Londoners learning about ranked choice voting
The difference between the old and the new. Photo by Emily Stewart

In comparison, voters select one candidate in the first past the post election method. When the winner has more votes than other candidates… they win. This is the system we currently operate on.

City Clerk Cathy Saunders said the estimated budget for the 2018 municipal election is $1.9 million, compared to $1.3 million in 2014.

What was said after the open houses

Londoners were encouraged to fill out a ranked ballots feedback survey. The survey results were mixed. According to a city staff survey, 56% of Londoners who voted prefer to select three candidates, while 44% prefer one.

47% were in favour of ranked ballots, whereas 46% were against, and 7% were unsure.

Public opinion

Many people, including community organization representatives,  support ranked ballots.

Sameer Vasta, the membership coordinator for the Urban League of London, said the organization would like to see a one-year pilot of ranked choice voting.

City divided on ranked choice ballots.
Sameer Vesta speaking his piece. Photo by Emily Stewart

“It is critical that those who are elected to council, those who are chosen to lead, are representative of the diversity in our city.
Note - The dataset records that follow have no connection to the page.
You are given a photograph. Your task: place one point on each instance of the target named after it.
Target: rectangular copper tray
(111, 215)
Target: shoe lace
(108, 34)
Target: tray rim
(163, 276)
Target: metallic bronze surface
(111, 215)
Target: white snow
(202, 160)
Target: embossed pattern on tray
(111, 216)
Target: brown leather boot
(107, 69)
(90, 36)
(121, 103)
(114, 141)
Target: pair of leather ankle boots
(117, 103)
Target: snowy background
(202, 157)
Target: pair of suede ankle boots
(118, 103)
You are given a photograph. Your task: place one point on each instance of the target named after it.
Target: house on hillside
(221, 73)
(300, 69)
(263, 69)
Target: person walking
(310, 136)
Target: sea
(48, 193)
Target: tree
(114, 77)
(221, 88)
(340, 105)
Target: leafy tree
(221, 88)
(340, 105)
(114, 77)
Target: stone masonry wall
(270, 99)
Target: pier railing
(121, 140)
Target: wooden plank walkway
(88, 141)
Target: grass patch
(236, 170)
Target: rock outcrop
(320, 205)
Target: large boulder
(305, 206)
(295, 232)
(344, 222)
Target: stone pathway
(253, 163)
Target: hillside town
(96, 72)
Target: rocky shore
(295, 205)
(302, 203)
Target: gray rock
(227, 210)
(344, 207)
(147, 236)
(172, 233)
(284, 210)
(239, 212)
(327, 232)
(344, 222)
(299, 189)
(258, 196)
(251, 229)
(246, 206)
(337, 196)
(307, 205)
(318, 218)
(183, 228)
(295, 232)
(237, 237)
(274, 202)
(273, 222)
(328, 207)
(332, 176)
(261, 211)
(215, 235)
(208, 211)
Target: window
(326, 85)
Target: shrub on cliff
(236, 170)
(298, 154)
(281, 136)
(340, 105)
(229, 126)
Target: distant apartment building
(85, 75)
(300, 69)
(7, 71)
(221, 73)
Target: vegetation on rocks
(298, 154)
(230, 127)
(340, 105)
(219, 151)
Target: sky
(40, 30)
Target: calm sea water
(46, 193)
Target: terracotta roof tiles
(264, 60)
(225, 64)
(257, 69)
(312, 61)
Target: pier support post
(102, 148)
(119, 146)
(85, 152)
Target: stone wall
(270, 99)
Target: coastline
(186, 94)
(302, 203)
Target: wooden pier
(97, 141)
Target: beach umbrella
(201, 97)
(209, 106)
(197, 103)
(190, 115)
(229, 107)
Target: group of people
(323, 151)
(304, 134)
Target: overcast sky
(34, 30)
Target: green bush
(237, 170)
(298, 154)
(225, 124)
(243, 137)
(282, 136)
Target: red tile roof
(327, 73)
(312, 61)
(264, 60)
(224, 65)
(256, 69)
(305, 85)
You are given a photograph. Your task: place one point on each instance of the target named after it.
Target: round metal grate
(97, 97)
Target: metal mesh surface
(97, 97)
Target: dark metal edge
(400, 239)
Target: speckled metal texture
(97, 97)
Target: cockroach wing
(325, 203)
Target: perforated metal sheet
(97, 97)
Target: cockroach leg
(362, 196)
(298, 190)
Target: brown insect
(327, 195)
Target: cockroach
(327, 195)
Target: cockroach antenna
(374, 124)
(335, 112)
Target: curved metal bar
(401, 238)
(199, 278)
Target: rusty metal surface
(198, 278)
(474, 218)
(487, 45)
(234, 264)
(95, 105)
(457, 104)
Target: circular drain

It has been shown that time and time again the first past the post system does not ensure that kind of representation,” Vasta said.

Women and Politics also felt that ranked balloting encourages more diversity. “While there is no extensive data, there is data that shows there is a positive correlation with more women and more racialized candidates,” board member Anne-Marie Sánchez said, “If we want the extensive data, we need more communities to use ranked ballots.”

However, not everyone supports ranked choice voting.

Elizabeth Michaels acknowledged the option is “tempting,” but has some issues. “[The ballots] are unable to be interpreted properly,” she said, “If you insert or remove a candidate who doesn’t win at all, it’ll actually change who the winner is, and that shouldn’t be happening.”

Sooner or later?

Council will make a decision on ranked ballots for the 2018 election without a Corporate Services Committee recommendation.

Saunders said city staff recommended council does not move forward with ranked ballots for the 2018 election.

“We are not opposed to ranked ballot process, but as we are the ones who will have to run the election we’re not confident that the technology will be in place and fully tested in 2018 election,” she explained.

Saunders also said staff must guarantee the software is ready. “There has never been a test within an Ontario municipal election system for ranked ballots.”

Ward 13 Councillor Tanya Park supports ranked choice voting and has since her 2014 campaign. “I think it’s one of the best ways to make sure we have a really broad spectrum of candidates in the next election so people get the representation around the horseshoe that they want and need.”

Mayor Matt Brown acknowledged everyone’s points that either agreed or disagreed with ranked ballots. He added the timing will be the bulk of the discussion during the upcoming meeting.

“It’s not a question of should we introduce ranked ballots or not. The question is when? Can we do this in 2018 or should we wait until 2022?” Mayor Brown said.